Against the backdrop of a barrage of media reports on junking of the Trishul programme, Defence Minister Pranab Mukherjee said on Tuesday, “There has been some confusion about the shelving of the Trishul project. I would like to point out that it’s still on. The DRDO sought my approval for extension. I granted it on September 29. A project is envisaged along with a date of completion. So that was an old decision (of closing down the programme in December 2006.)” He was speaking to journalists on the sidelines of the navy’s senior officers’ conference.
A defence ministry release said work on Trishul, which forms part of the Integrated Guided Missile Development Programme (IGMDP), was likely to be completed by December 2007. There may be no orders from the armed forces but the release claims “a number of milestones have been achieved by the Indian defence scientists while working on the Trishul project.”

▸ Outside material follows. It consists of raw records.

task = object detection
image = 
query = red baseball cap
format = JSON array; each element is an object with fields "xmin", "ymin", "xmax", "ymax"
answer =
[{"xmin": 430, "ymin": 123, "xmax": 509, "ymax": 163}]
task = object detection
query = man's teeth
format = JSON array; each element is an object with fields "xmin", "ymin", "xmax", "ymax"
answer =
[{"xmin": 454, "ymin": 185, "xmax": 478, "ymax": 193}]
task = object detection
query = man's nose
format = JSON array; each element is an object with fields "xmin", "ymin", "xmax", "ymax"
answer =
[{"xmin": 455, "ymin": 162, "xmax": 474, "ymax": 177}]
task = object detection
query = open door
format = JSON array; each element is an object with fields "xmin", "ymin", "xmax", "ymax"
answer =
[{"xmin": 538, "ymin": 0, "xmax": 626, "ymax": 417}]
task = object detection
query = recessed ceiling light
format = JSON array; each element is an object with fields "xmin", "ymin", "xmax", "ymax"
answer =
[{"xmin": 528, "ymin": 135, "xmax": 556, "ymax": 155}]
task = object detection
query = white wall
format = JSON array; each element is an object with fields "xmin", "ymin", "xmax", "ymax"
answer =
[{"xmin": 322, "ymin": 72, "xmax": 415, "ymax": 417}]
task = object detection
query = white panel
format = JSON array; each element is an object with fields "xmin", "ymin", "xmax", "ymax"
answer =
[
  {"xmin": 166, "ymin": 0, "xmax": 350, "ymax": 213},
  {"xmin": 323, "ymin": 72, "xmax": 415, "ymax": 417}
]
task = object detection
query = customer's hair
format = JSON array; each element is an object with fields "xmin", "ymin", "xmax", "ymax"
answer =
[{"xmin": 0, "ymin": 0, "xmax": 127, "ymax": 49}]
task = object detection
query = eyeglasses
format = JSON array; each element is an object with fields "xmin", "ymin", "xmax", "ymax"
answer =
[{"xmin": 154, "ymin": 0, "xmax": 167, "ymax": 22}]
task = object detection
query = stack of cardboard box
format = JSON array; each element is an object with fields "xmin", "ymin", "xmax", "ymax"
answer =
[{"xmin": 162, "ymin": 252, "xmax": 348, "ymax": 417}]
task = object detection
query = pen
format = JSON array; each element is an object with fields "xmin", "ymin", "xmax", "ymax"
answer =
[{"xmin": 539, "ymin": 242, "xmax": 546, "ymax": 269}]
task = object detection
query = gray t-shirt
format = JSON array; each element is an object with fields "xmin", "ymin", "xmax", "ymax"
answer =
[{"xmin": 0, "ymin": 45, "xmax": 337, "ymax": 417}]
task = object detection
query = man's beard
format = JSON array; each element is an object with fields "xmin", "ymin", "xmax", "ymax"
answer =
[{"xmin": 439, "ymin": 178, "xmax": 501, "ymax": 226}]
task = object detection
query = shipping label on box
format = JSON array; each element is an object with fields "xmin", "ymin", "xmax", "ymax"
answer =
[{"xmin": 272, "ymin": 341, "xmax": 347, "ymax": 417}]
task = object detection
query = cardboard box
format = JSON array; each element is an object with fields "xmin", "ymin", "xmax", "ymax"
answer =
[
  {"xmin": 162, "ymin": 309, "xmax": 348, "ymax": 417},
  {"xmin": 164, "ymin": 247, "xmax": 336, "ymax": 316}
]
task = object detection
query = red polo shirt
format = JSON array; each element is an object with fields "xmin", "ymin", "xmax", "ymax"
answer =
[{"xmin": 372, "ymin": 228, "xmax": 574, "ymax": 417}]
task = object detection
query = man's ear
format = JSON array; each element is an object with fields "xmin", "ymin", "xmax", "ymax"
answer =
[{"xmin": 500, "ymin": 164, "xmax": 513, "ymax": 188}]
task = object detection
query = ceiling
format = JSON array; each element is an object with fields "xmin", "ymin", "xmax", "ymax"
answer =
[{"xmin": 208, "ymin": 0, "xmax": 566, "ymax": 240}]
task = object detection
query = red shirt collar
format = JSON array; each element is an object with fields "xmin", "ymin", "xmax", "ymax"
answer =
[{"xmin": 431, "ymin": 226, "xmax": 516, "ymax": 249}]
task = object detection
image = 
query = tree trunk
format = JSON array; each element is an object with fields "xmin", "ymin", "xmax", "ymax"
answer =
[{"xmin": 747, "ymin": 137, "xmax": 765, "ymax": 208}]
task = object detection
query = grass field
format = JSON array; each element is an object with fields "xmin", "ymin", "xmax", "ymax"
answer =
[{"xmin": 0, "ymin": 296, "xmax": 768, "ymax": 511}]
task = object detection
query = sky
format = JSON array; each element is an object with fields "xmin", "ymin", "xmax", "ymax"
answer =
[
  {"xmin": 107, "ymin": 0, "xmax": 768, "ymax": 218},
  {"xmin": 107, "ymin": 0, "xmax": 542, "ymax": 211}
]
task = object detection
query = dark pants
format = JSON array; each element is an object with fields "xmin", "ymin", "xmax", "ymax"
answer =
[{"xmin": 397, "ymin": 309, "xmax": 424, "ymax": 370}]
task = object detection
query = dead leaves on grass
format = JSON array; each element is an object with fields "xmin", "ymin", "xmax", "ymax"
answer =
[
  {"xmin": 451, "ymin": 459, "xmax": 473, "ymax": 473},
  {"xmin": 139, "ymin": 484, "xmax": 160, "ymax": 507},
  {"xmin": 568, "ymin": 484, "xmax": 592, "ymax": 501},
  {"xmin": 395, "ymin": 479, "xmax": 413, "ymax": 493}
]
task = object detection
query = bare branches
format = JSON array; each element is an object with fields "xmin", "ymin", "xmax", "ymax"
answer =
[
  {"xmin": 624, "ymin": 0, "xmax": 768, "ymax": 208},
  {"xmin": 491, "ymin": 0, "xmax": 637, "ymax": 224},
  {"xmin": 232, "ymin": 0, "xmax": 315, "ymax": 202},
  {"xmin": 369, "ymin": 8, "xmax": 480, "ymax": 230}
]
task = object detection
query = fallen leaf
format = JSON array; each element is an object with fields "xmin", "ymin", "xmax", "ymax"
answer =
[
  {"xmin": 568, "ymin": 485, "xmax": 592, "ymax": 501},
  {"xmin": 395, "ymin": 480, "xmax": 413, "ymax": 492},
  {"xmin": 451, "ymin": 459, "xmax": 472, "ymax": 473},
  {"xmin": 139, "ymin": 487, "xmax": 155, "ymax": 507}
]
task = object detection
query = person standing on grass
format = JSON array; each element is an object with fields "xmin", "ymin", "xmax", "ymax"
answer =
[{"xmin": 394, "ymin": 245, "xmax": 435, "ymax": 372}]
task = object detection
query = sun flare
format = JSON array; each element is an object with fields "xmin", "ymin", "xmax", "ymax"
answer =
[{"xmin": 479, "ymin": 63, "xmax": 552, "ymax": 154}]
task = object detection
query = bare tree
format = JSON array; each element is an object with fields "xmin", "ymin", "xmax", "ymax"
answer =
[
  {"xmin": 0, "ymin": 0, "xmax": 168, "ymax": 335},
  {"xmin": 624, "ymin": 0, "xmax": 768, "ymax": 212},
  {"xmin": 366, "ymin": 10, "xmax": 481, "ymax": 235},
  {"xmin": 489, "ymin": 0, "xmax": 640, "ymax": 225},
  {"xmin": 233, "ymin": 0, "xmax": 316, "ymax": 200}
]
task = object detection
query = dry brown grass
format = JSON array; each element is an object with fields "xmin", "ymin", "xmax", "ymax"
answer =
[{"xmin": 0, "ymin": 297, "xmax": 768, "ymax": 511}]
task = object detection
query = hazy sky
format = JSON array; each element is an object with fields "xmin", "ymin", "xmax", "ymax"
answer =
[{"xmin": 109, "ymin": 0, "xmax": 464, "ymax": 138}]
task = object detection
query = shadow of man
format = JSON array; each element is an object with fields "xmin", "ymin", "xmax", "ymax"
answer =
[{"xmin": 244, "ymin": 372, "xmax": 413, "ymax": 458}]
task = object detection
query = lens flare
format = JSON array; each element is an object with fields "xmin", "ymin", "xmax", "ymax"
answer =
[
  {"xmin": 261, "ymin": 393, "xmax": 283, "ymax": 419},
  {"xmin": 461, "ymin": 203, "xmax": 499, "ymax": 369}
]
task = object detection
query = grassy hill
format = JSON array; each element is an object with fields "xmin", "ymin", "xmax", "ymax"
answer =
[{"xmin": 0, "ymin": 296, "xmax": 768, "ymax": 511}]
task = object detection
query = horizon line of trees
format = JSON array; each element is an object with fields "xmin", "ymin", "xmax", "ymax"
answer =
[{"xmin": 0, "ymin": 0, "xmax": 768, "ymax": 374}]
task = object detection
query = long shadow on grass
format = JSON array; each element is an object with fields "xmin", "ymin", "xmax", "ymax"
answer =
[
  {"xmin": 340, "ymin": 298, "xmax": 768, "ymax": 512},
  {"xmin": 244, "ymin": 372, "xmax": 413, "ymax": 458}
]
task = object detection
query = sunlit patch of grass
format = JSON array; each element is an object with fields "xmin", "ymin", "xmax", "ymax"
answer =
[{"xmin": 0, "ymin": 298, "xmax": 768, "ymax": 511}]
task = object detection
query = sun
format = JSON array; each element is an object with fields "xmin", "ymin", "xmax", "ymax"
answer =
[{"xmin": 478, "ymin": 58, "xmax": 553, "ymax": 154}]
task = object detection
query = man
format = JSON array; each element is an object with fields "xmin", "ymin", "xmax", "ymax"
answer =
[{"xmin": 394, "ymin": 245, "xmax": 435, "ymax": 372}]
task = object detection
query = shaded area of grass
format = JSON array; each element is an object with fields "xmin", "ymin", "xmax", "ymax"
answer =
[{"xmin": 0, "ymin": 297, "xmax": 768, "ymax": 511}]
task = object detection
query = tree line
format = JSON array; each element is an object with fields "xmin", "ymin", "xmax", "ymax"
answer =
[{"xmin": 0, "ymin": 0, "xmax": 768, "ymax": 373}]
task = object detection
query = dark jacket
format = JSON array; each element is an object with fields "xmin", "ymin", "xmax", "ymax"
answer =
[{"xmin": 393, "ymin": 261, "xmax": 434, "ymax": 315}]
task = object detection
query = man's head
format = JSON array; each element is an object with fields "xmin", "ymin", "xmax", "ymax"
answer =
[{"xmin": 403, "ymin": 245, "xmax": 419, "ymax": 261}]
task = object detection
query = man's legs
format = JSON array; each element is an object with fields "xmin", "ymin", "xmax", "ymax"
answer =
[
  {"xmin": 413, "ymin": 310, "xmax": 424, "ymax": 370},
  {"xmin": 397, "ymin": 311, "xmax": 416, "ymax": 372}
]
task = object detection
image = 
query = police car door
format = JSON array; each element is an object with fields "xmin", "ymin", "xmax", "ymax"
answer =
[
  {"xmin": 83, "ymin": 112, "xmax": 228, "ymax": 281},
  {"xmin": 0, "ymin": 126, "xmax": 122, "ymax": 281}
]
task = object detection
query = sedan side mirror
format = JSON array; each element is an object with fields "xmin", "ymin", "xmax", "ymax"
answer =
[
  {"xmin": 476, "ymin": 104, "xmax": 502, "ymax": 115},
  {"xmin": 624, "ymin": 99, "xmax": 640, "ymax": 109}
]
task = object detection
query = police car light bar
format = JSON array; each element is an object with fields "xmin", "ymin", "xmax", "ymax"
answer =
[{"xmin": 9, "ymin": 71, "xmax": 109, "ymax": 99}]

It adds, “The milestones include guidance and control of missile in sea skimming mode against sea skimming targets, intercept of air target by warhead system, showing accuracy and efficacy; integration of surveillance radar, tracking radar, missile guidance system and launcher in one vehicle system.”
The ministry claims the status of IGMDP was reviewed by the Guided Missile Board (GMB), chaired by the scientific advisor to the defence minister M Natrajan, at a meeting held on November 11, 2005. It says the review indicated that “there was a need for establishing long term production requirement in addition to proving the system for services which merits further PDC extension.”
The DRDO opposed the Barak deal, signed in October 2000, arguing that the indigenous Trishul would be operational soon.
However, 23 years after the IGMDP was sanctioned, Trishul still remains a “technology demonstrator.” The project involved 200 scientists and has so far cost the government Rs 250 crore.
The factors that derailed the Trishul programme included problems with the missile guidance and control systems, non-availability of critical components, devices and subsystems due to embargoes imposed upon the country and depletion of specialist manpower during critical phases of development.